COMO, a tranquilidade e a beleza de uma cidade italiana...



Das cidades que visitei nesta última viagem além fronteiras, Como foi sem dúvida escolhida um pouco por mero acaso. Ou talvez não! Talvez tenha chegado até mim para ter a oportunidade de a explorar e de a dar conhecer.
Assim, numa das visitas ao Instagram e depois de passar os olhos repentinamente por uma fotografia do Lago de Como, a curiosidade sobre a sua localização fez despertar uma vontade de conhecer aquela cidade e toda a sua zona envolvente. Numa leitura rápida, em diagonal, Como é uma das muitas cidades que vivem na margem de um dos maiores lagos artificiais da Europa. Um lago formado pela neve que se vai derretendo oriunda dos Alpes Suíços, mesmo ali ao lado. Toda esta beleza imaginária me aguçou a ideia de colocar esta cidade no roteiro.
Milão serviria de ponto de partida para, através de comboio numa viagem rápida (cerca de 45 min), me fazer transportar até a um pedaço de Itália de beleza rara e única. Os dias anteriores tinham sido a percorrer as ruas de Milão, como já dei a conhecer neste post.
A zona de Como seria o contraste perfeito entre o movimento e a calmaria, entre o turismo arrebatador e o quase inexistente.
Bem cedo se começa o dia, e aquela segunda-feira não se fez diferente. Com partida da Estação Central de Milão com destino a Como, fez-se uma paragem em Monza para troca de comboio. Viagem tranquila em comboio dito regional onde até o transfer se fez sem quaisquer complicações e corridas contra o tempo. Itália apresenta uma rede ferroviária bastante boa e organizada. Nesta última viagem pôde comprovar isso mesmo.
Um dia, apenas um dia foi o tempo que reservei para explorar toda aquela zona, desde o lago (ou parte dele), a subida de teleférico até ao miradouro lá bem no cimo da montanha, assim como a cidade de Como. Mal tinha descido do comboio já me tinha arrependido por ter apenas dado um dia para Como me mostrar do que era capaz. Fiquei rendida e encantada com tamanho namoro. Um dia é muito pouco, três seria o ideal.
A ideia de explorar o lago de barco assim como a subida lá bem ao cimo, ficou para mais tarde. Quem sabe num futuro próximo.




Com o bilhete de regresso do comboio às 19h30m, era tempo de me fazer à cidade. Tranquila, pitoresca e com uma arquitectura bem sua, alguns prédios a darem um toque suíço como ar de sua graça. Percebe-se que a fronteira com a Suiça é já ali a poucos quilómetros, principalmente nalguns pontos de arquitectura.
Como, tem um centro histórico que permite passeios pedonais. A acompanhar os prédios amarelos ou alaranjados, assim como cinzas e brancos. As lojas de artesanato e de doces tradicionais fazem as delicias de quem por ali passa. Esplanadas que convidam a sentar e a petiscar algo rápido ou somente a apreciar um bom expresso acompanhado de um biscoito de amaretto (sublinho que o amaretto de pistácio é de bradar as céus).
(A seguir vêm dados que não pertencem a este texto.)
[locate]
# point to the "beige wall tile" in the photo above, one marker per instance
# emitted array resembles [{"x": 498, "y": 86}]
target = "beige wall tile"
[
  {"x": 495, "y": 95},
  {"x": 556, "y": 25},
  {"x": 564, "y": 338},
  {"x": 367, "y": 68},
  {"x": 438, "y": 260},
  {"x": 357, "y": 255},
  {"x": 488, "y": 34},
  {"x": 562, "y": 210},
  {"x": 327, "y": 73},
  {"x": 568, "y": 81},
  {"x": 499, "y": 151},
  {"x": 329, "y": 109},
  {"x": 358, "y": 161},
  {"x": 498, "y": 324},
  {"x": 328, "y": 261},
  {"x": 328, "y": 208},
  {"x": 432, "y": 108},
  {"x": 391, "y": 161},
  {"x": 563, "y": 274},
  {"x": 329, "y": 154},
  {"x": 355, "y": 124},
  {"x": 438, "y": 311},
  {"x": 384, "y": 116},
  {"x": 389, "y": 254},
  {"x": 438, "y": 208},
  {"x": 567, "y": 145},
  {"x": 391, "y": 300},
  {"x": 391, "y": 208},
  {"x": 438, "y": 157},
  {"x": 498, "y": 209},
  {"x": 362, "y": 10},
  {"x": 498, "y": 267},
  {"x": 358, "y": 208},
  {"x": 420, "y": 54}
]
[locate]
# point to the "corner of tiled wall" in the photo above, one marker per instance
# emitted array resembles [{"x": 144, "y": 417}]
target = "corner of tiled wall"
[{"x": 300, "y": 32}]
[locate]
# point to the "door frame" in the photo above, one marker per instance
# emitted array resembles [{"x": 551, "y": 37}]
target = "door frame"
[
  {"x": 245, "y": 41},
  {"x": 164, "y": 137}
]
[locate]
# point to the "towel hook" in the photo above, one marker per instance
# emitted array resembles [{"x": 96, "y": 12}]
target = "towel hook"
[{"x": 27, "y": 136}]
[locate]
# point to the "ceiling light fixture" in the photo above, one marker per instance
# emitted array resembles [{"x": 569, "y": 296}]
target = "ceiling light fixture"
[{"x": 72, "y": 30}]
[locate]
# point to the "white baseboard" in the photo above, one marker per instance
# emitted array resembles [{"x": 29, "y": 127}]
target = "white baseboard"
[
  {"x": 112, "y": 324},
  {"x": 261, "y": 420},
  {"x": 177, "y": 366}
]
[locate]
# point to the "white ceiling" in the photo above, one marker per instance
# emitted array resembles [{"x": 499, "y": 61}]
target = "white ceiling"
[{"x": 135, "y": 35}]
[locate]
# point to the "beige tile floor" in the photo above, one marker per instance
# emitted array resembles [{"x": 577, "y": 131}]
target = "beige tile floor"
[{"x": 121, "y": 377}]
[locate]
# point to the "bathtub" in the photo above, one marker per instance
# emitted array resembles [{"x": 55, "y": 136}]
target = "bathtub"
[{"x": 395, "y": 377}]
Envolvida pela montanha de um lado e pelo lago do outro, Como vive não de um turismo em massa mas de um turista requintado e que procura a paz e serenidade. Oferece parques verdes e jardins verdejantes que casam com as águas que albergam uma pequena marina para pequenas embarcações particulares. Sobre as encostas, casas e palacetes, talvez algumas dos donos daquelas mesmas embarcações.
Um dia regresso ... é o pensamento que me acompanha enquanto subo a escadaria que me leva de volta à estação e ao comboio que me permite regressar a Milão. Um dia voltarei para explorar o lago e as suas margens, as cidades e toda a vida e história que por lá se faz.
Apesar do atraso de trinta minutos, Milão me aguardava para de lá, bem cedo no dia seguinte, continuar a aventura. Desta vez o próximo de destino será Veneza. (num próximo post).

Até lá, desfrutem de Como e quando forem a Itália não deixem de visitar.